Un maxi progetto per la sicurezza con 43 telecamere

Venerdì 10 Dicembre 2021

IL PIANO
MACERATA L'amministrazione comunale di Macerata ha approvato ieri mattina in giunta la presentazione del progetto Sicurezza dei luoghi e dei cittadini tramite la videosorveglianza da presentare nell'ambito delle risorse finanziarie previste per il 2021 dal Decreto legge 113/2018 del Ministero dell'Interno. Il Comune ha individuato come prioritario l'obiettivo della prevenzione e del contrasto dei fenomeni di criminalità diffusa e predatoria (furti e rapine) e l'installazione di sistemi di videosorveglianza in determinate zone del territorio comunale.
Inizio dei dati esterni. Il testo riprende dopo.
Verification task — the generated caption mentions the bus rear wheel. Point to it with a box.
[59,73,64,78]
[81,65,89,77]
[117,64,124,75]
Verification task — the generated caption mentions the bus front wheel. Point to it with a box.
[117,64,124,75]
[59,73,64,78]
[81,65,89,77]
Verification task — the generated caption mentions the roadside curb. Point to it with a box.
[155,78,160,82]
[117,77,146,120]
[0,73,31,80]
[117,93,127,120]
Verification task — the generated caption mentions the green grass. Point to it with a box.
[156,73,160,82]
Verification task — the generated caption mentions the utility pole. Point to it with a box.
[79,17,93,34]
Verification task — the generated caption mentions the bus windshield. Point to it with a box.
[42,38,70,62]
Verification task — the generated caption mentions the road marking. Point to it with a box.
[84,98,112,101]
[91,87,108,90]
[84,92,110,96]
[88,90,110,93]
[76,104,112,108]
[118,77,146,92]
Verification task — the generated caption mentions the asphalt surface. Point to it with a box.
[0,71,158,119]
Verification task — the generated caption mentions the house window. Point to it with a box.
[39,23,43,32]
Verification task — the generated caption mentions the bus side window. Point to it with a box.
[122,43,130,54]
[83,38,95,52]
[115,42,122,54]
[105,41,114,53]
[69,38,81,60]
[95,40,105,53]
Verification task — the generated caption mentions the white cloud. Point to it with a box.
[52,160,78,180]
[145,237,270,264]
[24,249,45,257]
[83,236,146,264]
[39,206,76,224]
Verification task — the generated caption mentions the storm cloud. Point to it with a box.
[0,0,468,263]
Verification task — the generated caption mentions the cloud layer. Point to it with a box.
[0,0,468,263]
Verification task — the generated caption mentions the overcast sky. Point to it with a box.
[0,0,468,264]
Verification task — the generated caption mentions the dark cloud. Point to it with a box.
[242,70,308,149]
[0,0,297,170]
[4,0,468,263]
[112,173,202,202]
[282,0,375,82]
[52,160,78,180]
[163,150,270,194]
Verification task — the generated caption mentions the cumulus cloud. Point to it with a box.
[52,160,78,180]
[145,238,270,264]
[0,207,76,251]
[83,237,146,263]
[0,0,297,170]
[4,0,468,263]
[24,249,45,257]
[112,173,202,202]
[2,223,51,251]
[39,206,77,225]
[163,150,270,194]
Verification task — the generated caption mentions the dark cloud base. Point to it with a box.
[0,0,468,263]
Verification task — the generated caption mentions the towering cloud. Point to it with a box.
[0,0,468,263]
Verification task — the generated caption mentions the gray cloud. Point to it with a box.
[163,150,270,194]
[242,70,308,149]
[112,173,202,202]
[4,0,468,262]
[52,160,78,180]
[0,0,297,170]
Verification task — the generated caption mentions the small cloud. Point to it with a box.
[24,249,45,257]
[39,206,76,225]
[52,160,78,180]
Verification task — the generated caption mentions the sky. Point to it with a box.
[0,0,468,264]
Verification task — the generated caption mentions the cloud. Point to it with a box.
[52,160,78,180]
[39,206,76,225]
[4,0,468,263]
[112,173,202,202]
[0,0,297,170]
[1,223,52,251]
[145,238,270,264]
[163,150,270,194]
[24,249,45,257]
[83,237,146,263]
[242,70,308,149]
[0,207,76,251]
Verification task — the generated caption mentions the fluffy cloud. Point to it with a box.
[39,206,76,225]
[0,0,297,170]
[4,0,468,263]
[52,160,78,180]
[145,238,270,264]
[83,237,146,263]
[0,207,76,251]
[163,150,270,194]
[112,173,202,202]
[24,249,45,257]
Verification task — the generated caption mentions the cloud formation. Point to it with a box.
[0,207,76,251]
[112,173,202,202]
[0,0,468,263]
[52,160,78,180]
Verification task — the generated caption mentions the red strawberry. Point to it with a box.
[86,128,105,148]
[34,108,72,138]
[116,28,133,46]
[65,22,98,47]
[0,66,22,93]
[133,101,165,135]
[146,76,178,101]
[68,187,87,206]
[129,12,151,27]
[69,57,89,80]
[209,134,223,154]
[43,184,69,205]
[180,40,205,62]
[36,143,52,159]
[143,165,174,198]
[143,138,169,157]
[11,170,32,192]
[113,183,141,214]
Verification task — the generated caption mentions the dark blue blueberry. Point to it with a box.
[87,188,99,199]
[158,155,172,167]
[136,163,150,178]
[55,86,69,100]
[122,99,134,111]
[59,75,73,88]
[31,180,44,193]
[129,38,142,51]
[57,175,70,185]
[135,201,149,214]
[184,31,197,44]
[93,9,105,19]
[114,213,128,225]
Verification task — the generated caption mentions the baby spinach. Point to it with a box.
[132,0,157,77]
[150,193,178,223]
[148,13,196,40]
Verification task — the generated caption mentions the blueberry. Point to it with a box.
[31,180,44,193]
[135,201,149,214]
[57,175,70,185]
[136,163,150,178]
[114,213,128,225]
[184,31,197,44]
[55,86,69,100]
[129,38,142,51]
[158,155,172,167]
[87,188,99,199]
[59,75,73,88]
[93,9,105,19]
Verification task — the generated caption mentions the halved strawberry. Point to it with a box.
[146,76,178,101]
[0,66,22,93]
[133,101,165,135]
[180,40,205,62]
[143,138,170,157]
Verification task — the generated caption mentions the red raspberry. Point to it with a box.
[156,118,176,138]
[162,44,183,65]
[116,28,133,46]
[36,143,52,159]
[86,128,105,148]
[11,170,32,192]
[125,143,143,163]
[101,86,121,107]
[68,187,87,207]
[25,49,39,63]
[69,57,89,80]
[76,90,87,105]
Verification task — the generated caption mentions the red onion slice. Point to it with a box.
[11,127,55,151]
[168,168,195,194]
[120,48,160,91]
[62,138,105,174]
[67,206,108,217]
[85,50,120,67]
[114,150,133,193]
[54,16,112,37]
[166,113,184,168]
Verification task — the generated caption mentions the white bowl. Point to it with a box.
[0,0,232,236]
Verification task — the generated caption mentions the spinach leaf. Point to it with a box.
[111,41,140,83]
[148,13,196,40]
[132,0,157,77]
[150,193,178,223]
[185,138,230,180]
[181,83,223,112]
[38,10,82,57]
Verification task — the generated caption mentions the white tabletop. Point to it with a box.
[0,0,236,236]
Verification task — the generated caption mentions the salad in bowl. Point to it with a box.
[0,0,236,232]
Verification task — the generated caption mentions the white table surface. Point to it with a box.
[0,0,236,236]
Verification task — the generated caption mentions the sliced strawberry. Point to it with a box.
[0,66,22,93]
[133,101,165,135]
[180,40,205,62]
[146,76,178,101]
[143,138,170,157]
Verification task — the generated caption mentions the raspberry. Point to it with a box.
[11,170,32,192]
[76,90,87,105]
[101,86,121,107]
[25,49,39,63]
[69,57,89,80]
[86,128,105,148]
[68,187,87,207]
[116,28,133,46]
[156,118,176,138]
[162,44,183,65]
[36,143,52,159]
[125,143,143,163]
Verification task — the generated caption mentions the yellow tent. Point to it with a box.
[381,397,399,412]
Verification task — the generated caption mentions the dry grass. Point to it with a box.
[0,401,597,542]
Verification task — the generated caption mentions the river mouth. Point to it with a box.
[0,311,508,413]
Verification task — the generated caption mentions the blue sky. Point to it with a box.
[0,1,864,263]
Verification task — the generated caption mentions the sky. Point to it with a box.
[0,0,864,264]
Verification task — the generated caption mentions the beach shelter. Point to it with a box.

Il progetto, inserito nel Patto della sicurezza urbana, è stato approvato dal sindaco Sandro Parcaroli e dal prefetto Flavio Ferdani.
La fornitura
Lo scorso novembre l'amministrazione maceratese aveva approvato il progetto per la fornitura e la posa in opera di telecamere, apparati e software per l'ampliamento e l'adeguamento del sistema di videosorveglianza urbana per un valore di 130mila euro. Il progetto redatto dagli Uffici comunali, prevede un valore di 200mila euro e dunque il Comune ha richiesto oltre al mutuo a copertura delle spese per 130mila euro anche la quota di cofinanziamento tramite bando ministeriale per i restanti 70mila euro. Il progetto prevede un totale di 43 nuove telecamere di cui 16 Ocr, 22 di contesto, due dash cam, due bodycam e un drone. A essere interessati dall'installazione saranno lo Sferisterio, il Monumento alla Vittoria, Galleria Scipione e del Commercio, corso Cairoli e Cavour e altre zone della città. «I punti strategici sono stati individuati in base alla conoscenza approfondita della città e all'esperienza della polizia locale, coordinata dal comandante Danilo Doria, e in sinergia con le altre forze dell'ordine ha detto l'assessore alla Sicurezza, Paolo Renna -. Si tratta di telecamere all'avanguardia e innovative alcune delle quali permettono anche, attraverso uno specifico software, di rilevare in tempo reale non solo la quantità di traffico ma anche la qualità e dunque tutto ciò che concerne le polveri sottili e l'inquinamento. Il progetto, che rappresenta un tassello di un piano più ampio, è una risposta precisa e puntuale alle richieste dei cittadini per aumentare e migliorare la qualità della vita e la percezione della sicurezza in città». Spycam sicuramente utili anche per combattere il fenomeno degli atti vandalici e in particolare quello degli imbrattamenti, che sempre più frequentemente si stanno registrando in centro storico. In passato spesso le telecamere sono state un utilissimo strumento a disposizione delle forze dell'ordine per il buon esito delle attività d'indagine.